I am having such a difficult time switching gears.
I’m home now, I have been for about a day. It’s hard to think through everything I need to do. It’s pretty hard to relate. I had such an eye-opening trip that I kind of need to close eyes a bit.
The struggle now is to maintain the convictions that poured through me this past week. I see now the hand of God, how we works, the potential, and really just how amazing he is. Pictured above is the team of amateaur missionariesand one girl we sung happy birthday to. To a varying degree wwe all didnt know each other that well.

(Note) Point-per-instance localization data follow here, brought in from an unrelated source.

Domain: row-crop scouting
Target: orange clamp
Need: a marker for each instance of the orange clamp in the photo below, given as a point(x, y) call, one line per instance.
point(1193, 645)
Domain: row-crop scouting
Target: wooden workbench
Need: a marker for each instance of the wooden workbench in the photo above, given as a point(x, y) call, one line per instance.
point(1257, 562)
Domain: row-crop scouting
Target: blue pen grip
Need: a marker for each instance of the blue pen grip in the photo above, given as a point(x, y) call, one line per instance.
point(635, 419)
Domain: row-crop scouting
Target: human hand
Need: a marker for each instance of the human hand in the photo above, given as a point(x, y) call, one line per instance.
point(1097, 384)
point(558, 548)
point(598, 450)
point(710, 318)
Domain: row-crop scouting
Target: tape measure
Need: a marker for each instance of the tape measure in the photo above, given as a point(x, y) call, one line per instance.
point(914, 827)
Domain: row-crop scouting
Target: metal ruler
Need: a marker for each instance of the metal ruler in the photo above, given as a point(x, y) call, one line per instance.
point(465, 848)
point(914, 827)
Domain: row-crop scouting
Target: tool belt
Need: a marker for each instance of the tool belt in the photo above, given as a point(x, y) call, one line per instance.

Of course it depends on who we are talking about, because I knew the people from Kent, and I knew one or two of the people from Columbus. But by the end of the trip I was a total wreck, I could barely stop crying and I know I am already going to miss these people. The holy spirit hand picked each and every one of our skills to work well together on the trip. Cigarette smoking was even used to bring closer a few of us, since we regularly smoked and chatted together.
Another way to look at this is by seeing it as a picture of the Body of Christ, utilized correctly. We all did what we could and we did a good job together. We were unified, and you could tell. We were together for a week, but realistically it only took a day or two to start building relationships. By the end of the trip the smoke squad knew just about everything about each other and it was hard to say goodbye.
I hope I get to see these people again soon.
If not, and if by some weird circumstance I never get to see them again, it’s okay. Heaven, I believe, will be like this. Working together with people you love, accoplishing things, loving others, and feelings of significance abound.
By th end I really didnt want to leave. My life story helps me relate with the people there, and I made some friends.
The hard part now is actually working on the present. I know I wanna go somewhere someday and and do somehting for the Lord with my entire life, but for now there is work to do. Lord help me please worry about today instead of “tomorrow”.
Therefore do not worry about tomorrow, for tomorrow will worry about itself. Each day has enough trouble of its own.